Unlike most directors, Prakash came to Mollywood after ten years in advertising. But Sajitha was not apprehensive, because Prakash never closed his advertising company ‘Trendz’. So there was a steady income. Sajitha had been sure Prakash would go into films one day. He had studied at the School of Arts in Trissur. Most of the outings during the early days of their marriage were to the theatre. “He had been passionate about films for a long time,” she says.
Interestingly, Sajitha sees Prakash’s film in the theatre and never at home, nor does she look at the rushes. “When I watch Prakash’s film, I always think of the enormous amount of work that went into it, which the audience is unaware of,” she says. Her favourite films include ‘Punaradhivasam’, ‘Beautiful’ and ‘Natholi Oru Cheriya Meenalla’.
When Prakash is writing a story, he will bounce ideas off Sajitha. She listens to the storyline, like an ordinary viewer, and will tell him whether she likes it or not. But she does not give any creative suggestions.
Expectedly, when one of his films is a hit, Prakash is in a happy frame of mind. To celebrate, sometimes, he will take Sajitha and their daughter, Kavya, 21, for a short vacation. Some of the places they have visited have included the Jim Corbett Park at Uttarakhand, and cities like Jaipur and Singapore.
In their spare time, they watch a lot of movies. In fact, their last film was ‘Queen’, which starred Kangana Ranaut. “Prakash liked it a lot,” says Sajitha.

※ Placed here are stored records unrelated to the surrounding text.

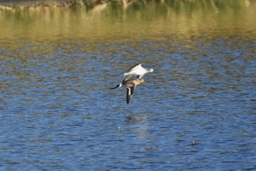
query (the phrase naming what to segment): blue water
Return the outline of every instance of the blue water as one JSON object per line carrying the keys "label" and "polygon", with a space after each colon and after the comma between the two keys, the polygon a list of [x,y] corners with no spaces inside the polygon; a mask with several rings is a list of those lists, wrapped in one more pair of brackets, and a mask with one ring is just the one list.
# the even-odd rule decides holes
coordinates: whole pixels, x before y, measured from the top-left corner
{"label": "blue water", "polygon": [[[255,39],[9,43],[0,170],[256,170]],[[155,72],[127,105],[109,88],[139,62]]]}

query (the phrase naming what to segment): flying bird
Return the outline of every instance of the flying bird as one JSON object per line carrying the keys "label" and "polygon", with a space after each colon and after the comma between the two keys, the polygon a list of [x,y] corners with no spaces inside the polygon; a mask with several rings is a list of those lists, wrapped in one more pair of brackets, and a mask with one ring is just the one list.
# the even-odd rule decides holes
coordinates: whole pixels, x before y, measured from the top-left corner
{"label": "flying bird", "polygon": [[129,104],[133,94],[136,86],[146,82],[144,79],[134,78],[134,79],[124,79],[120,84],[117,85],[114,88],[110,89],[115,89],[121,86],[125,86],[127,88],[127,103]]}

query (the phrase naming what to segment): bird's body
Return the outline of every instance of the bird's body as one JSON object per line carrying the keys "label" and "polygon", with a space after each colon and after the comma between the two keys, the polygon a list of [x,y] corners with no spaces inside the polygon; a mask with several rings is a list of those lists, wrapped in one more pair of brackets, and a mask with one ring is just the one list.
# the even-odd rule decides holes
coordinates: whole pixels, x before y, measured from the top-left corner
{"label": "bird's body", "polygon": [[148,72],[153,72],[153,69],[145,69],[141,66],[142,63],[138,64],[130,69],[128,72],[124,73],[124,75],[128,75],[128,79],[130,78],[132,75],[137,75],[137,78],[140,79],[145,74]]}
{"label": "bird's body", "polygon": [[129,100],[131,99],[134,90],[136,88],[136,86],[144,83],[146,80],[144,79],[124,79],[120,84],[117,85],[116,87],[110,89],[115,89],[121,86],[125,86],[127,88],[127,103],[129,104]]}

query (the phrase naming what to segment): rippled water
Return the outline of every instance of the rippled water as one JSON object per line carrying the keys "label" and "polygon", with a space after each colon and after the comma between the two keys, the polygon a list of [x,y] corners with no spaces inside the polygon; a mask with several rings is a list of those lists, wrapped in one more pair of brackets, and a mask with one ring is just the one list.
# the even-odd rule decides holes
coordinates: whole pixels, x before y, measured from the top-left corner
{"label": "rippled water", "polygon": [[1,39],[0,170],[255,170],[255,39],[215,31]]}

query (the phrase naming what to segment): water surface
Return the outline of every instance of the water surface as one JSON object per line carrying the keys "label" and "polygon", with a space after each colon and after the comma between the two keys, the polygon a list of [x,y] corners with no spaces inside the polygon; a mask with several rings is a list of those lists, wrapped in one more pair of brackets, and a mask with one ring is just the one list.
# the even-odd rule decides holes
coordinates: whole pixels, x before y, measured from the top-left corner
{"label": "water surface", "polygon": [[0,170],[255,170],[255,3],[174,1],[1,10]]}

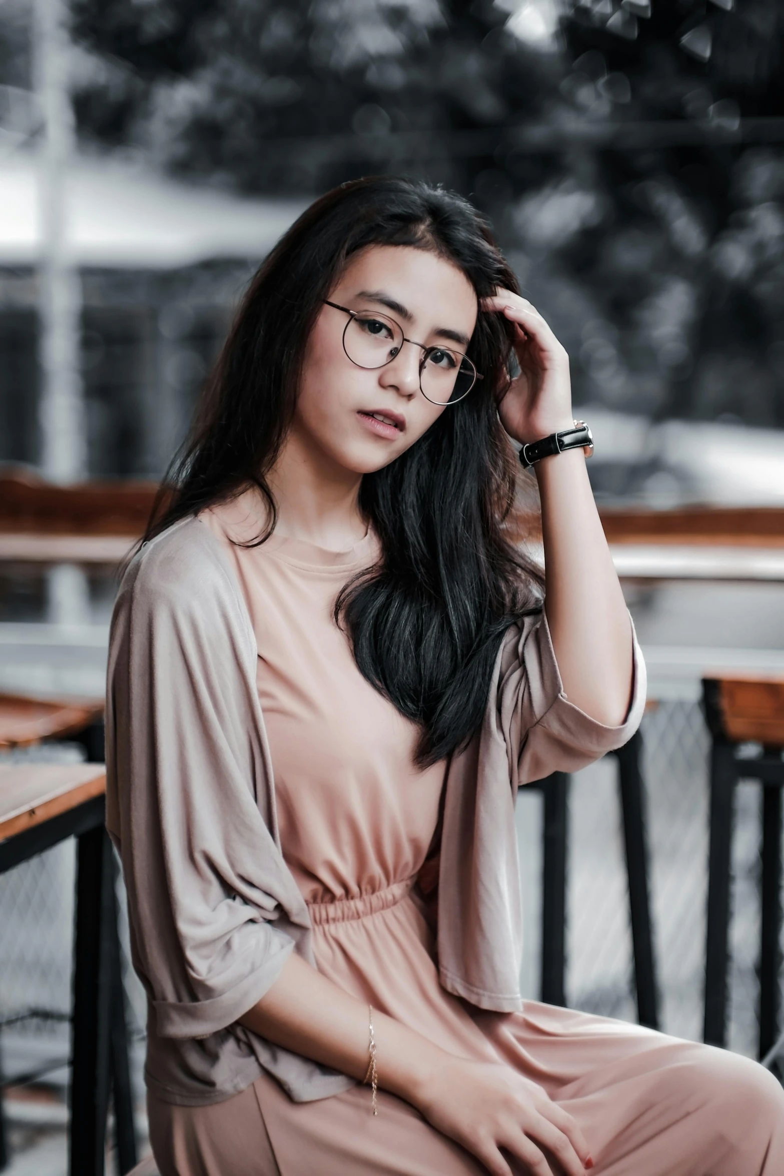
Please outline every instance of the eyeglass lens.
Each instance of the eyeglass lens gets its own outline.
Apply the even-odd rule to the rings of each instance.
[[[346,354],[357,367],[378,368],[391,363],[403,346],[403,332],[394,319],[359,312],[348,320],[343,334]],[[474,387],[476,368],[462,352],[449,347],[428,349],[420,369],[422,394],[436,405],[449,405]]]

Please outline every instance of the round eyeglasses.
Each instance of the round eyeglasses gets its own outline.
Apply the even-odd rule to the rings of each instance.
[[[380,368],[391,363],[403,343],[413,343],[422,349],[420,362],[420,389],[431,405],[456,405],[468,396],[482,376],[468,355],[453,347],[425,347],[407,339],[403,328],[394,319],[377,310],[349,310],[324,299],[327,306],[348,315],[343,328],[343,350],[351,363],[362,368]]]

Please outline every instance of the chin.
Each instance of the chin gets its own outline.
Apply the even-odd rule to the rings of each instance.
[[[340,462],[343,469],[350,469],[353,474],[375,474],[377,469],[383,469],[384,466],[393,462],[400,454],[389,450],[384,453],[375,446],[359,445],[350,448],[346,446],[335,448],[333,456]]]

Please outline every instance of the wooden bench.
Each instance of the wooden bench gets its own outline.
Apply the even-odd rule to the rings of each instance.
[[[738,780],[757,780],[762,784],[763,828],[759,1057],[764,1058],[776,1043],[779,1020],[784,680],[739,675],[704,679],[703,701],[712,736],[704,1040],[726,1044],[735,788]],[[760,751],[738,754],[744,743],[760,744]]]
[[[100,699],[33,699],[0,693],[0,747],[29,747],[47,739],[74,739],[85,744],[86,731],[100,726],[103,701]],[[103,759],[89,754],[88,760]]]
[[[52,486],[27,470],[0,474],[0,561],[116,566],[143,534],[154,482]],[[165,506],[165,499],[159,508]],[[601,507],[618,575],[628,580],[784,582],[780,507]],[[521,520],[541,541],[541,519]]]
[[[101,700],[0,694],[0,747],[47,739],[80,742],[103,759]],[[109,1076],[121,1170],[136,1160],[125,993],[115,898],[116,866],[105,829],[106,769],[80,764],[0,764],[0,874],[75,836],[76,917],[73,984],[72,1174],[102,1176]],[[7,1162],[0,1107],[0,1169]]]
[[[116,867],[102,763],[0,764],[0,874],[76,837],[69,1172],[103,1176],[109,1088],[121,1172],[136,1162]],[[5,1149],[5,1140],[0,1140]],[[5,1162],[6,1156],[0,1156]]]

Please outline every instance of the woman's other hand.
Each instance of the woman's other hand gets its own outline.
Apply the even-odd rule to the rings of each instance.
[[[498,405],[501,423],[518,441],[538,441],[572,427],[569,356],[538,310],[520,294],[498,289],[482,310],[503,314],[515,327],[520,375]]]
[[[531,1176],[584,1176],[594,1167],[574,1118],[509,1067],[449,1058],[415,1102],[428,1122],[475,1155],[491,1176],[512,1176],[503,1152]]]

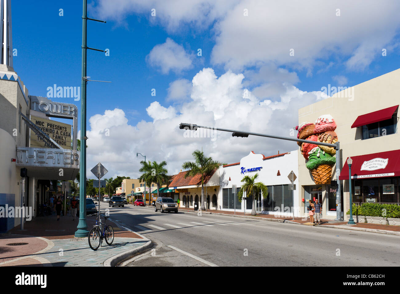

“He said that it was a new-generation style of film-making. The approach was fresh. Prakash felt that it was a good sign for Bollywood that the audience had accepted a woman in the lead role.”
Finally, when asked for tips for a successful marriage, Sajitha says, “You have to understand the merits and demerits of your spouse. And learn to accept the negative aspects. Nobody is perfect. Healthy criticism is good. But you have to be careful that it does not become nagging. When a spouse has a passion, you should give him or her the space to concentrate on that.”